FE CRISTIANA Y SALVACIÓN DE LOS INFIELES

    Es indudable que, en lo que respecta a este punto, estamos ante una profunda evolución del dogma. […] Si es verdad que los grandes misioneros del siglo XVI estaban convencidos de que quien no estaba bautizado estaba perdido para siempre –y esto explica su compromiso misionero–, después del concilio Vaticano II dicha convicción ha sido abandonada definitivamente en la Iglesia católica.

    De esto deriva una doble y profunda crisis. Por una parte, esto parece eliminar cualquier tipo de motivación por un futuro compromiso misionero. ¿Por qué se debería intentar convencer a las personas de que acepten la fe cristiana cuando pueden salvarse también sin ella?

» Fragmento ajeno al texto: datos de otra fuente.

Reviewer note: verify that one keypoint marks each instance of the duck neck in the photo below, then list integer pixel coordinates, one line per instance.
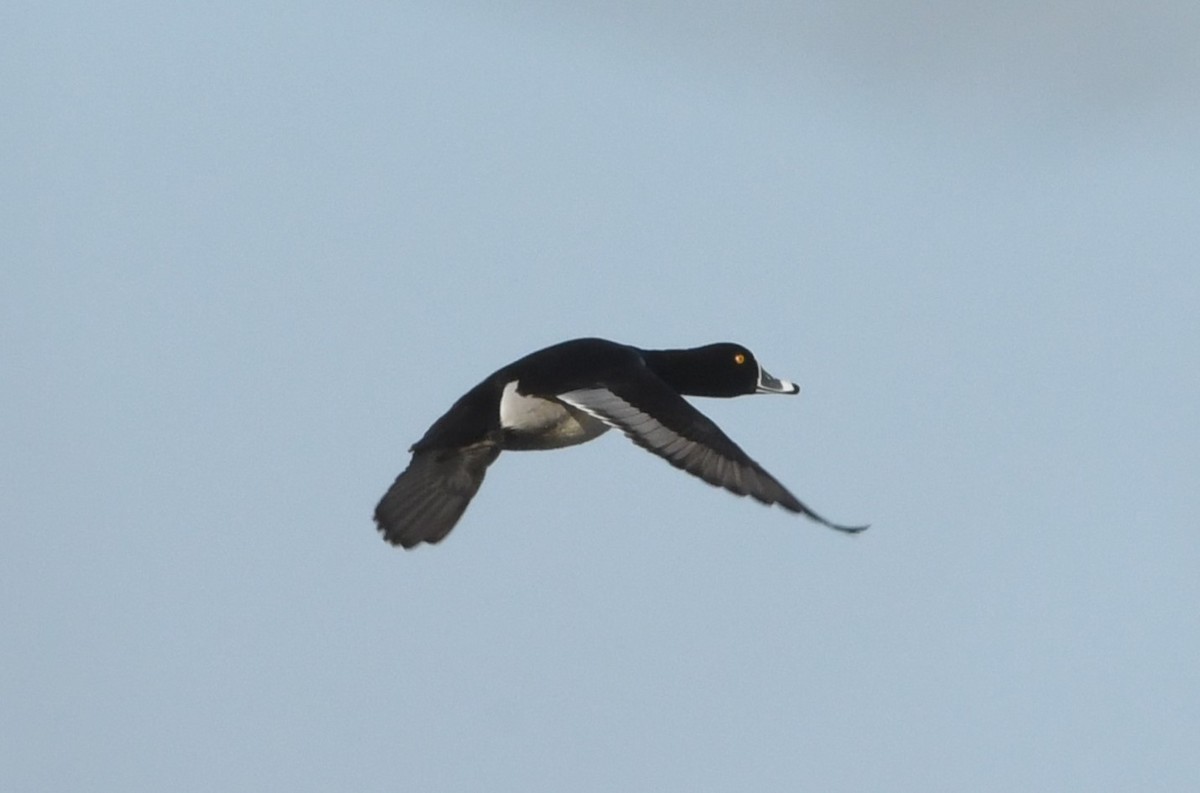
(683, 370)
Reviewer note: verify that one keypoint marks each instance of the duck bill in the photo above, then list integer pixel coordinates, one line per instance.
(768, 384)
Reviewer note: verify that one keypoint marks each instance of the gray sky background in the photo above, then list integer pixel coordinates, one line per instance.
(252, 252)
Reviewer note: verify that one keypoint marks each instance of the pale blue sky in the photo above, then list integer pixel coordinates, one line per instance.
(252, 252)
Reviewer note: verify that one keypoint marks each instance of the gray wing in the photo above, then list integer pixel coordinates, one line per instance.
(694, 443)
(431, 494)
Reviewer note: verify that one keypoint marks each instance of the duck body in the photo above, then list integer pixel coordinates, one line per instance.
(573, 392)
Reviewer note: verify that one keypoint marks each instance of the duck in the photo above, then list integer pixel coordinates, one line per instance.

    Pero también a los cristianos se les planteó una cuestión: la obligatoriedad de la fe y su forma de vida pasó a ser incierta y problemática. Al fin y al cabo, si hay quien se puede salvar también de otros modos ya no está tan claro por qué el cristiano tiene que estar vinculado a las exigencias de la fe cristiana y a su moral. Si la fe y la salvación ya no son interdependientes, también la fe pierde su motivación.

    En los últimos tiempos se han llevado a cabo diversos intentos con el fin de conciliar la necesidad universal de la fe cristiana con la posibilidad de salvarse sin ella.

   Recuerdo dos: ante todo, la conocida tesis de los cristianos anónimos de Karl Rahner. […] Es cierto que esta teoría es fascinante, pero reduce el cristianismo a una pura y consciente presentación de lo que el ser humano es en sí y, por lo tanto, descuida el drama del cambio y de la renovación, fundamental en el cristianismo.

    Aún menos aceptable es la solución propuesta por las teorías pluralistas de la religión, según las cuales todas las religiones, cada una a su manera, serían vías de salvación y, en este sentido, equivalentes entre sí. La crítica de la religión tal como es ejercida por el Antiguo Testamento, el Nuevo Testamento y la Iglesia primitiva es esencialmente más realista, más concreta y más verdadera en su análisis de las distintas religiones. Un aceptación tan simplista no es proporcional a la grandeza de la cuestión.

    Recordamos sobre todo a Henri de Lubac, y con él a otros teólogos, que insistieron sobre el concepto de sustitución vicaria. […] Cristo, al ser único, era y es para todos: y los cristianos, que en la grandiosa imagen de Pablo constituyen su cuerpo en este mundo, participan de dicho “ser para”. Por decirlo de algún modo, cristianos no se es por sí mismos, sino con Cristo, para los otros.

    Esto no significa poseer una especie de billete especial para entrar en la bienaventuranza eterna, sino la vocación a costruir el conjunto, el todo. Lo que la persona humana necesita en orden a la salvación es la íntima apertura hacia Dios, la íntima expectativa y adhesión a Él y esto, viceversa, significa que nosotros, junto al Señor que hemos conocido, vamos hacia los otros e intentamos hacer visible para ellos el acontecimiento de Dios en Cristo. […]

    Pienso que en la situación actual es, para nosotros, cada vez más evidente y comprensible lo que el Señor le dice a Abraham, es decir, que diez justos habrían bastado para que la ciudad sobreviviera, pero que ésta se destruye a sí misma si no se alcanza este número tan pequeño. Está claro que debemos reflexionar ulteriormente sobre toda esta cuestión.


    El texto de Joseph Ratzinger del que más arriba se reproducen los pasajes más relevantes no es inédito. Había sido leído por su secretario, Georg Gänswein, durante un congreso organizado en Roma por los jesuitas de la Rectoría de la iglesia del Gesù, entre el 8 y el 10 de octubre de 2015, mientras en el Vaticano se celebraba el sínodo sobre la familia.
    Pero hasta hace dos días poquísimos conocían este texto, con forma de entrevista. Ahora está a punto de salir un libro que recoge las intervenciones de ese congreso. El miércoles 16 de marzo, el periódico “Avvenire” anticipó amplios pasajes, revelando también el nombre del entrevistador. Pocas horas después, “L’Osservatore Romano” lo publicó íntegro.

    Traducción en español de Helena Faccia Serrano, Alcalá de Henares, España.